The films consist of two well defined and iso-structural osmium and ruthenium polypridyl complexes. These complexes are deposited from solution in a sequence-dependent assembly regime leading to self-propagating molecular assemblies with distinct internal interfaces and composition. [2] The films were assembled on indium tin oxide (ITO) coated glass slides. ARXPS data was collected by tilting the sample with respect to the analyser / X-ray source. The results were processed using a maximum entropy method software package developed specifically for this type of application [3].

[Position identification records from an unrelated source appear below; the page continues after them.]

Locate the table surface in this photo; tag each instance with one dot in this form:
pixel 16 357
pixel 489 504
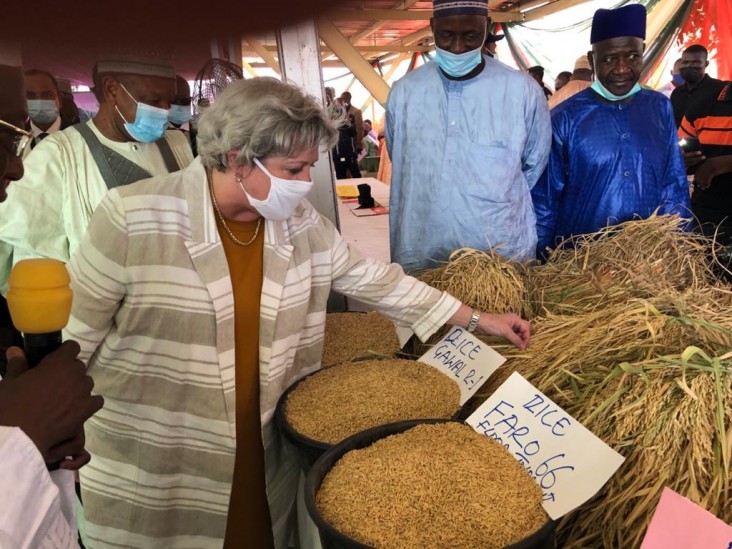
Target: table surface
pixel 368 234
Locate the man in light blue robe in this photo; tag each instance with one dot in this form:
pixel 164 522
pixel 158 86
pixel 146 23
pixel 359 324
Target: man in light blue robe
pixel 468 138
pixel 615 154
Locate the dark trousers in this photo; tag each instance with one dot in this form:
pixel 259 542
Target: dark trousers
pixel 345 163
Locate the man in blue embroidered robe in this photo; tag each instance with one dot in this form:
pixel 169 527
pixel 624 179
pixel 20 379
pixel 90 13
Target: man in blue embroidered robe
pixel 468 138
pixel 615 153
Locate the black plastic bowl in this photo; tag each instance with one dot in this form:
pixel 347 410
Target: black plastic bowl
pixel 331 538
pixel 309 450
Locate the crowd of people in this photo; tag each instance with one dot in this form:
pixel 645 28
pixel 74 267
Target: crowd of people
pixel 201 275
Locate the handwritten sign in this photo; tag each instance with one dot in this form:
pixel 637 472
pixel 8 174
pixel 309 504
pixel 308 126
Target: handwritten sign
pixel 679 523
pixel 404 333
pixel 464 358
pixel 569 463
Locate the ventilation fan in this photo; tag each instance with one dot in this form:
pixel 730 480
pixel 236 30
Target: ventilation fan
pixel 213 77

Shallow sputter profiles through the thin films were achieved using massive Ar cluster ions with approximately 2000 Ar atoms per cluster. Ion acceleration voltages were kept low to ensure a very low energy per Ar atom and hence limit the sputtered region to the sample surface.
[1] S. Hutton, T. Bendikov, W. Boxford, S. Page, J. Counsell, A. Roberts, C. Blomfield, S. Coultas, AS-THP3 AVS 62nd International Symposium & Exhibition.
[2] G. de Ruiter, M. Lahav, G. Evmenenko, P. Dutta, D. A. Cristaldi, A. Gulino and M. E. van der Boom, J. Am. Chem. Soc. 2013, 135, 16533-16544.
[3] K. Macak, Surf. Interface. Anal. 2011.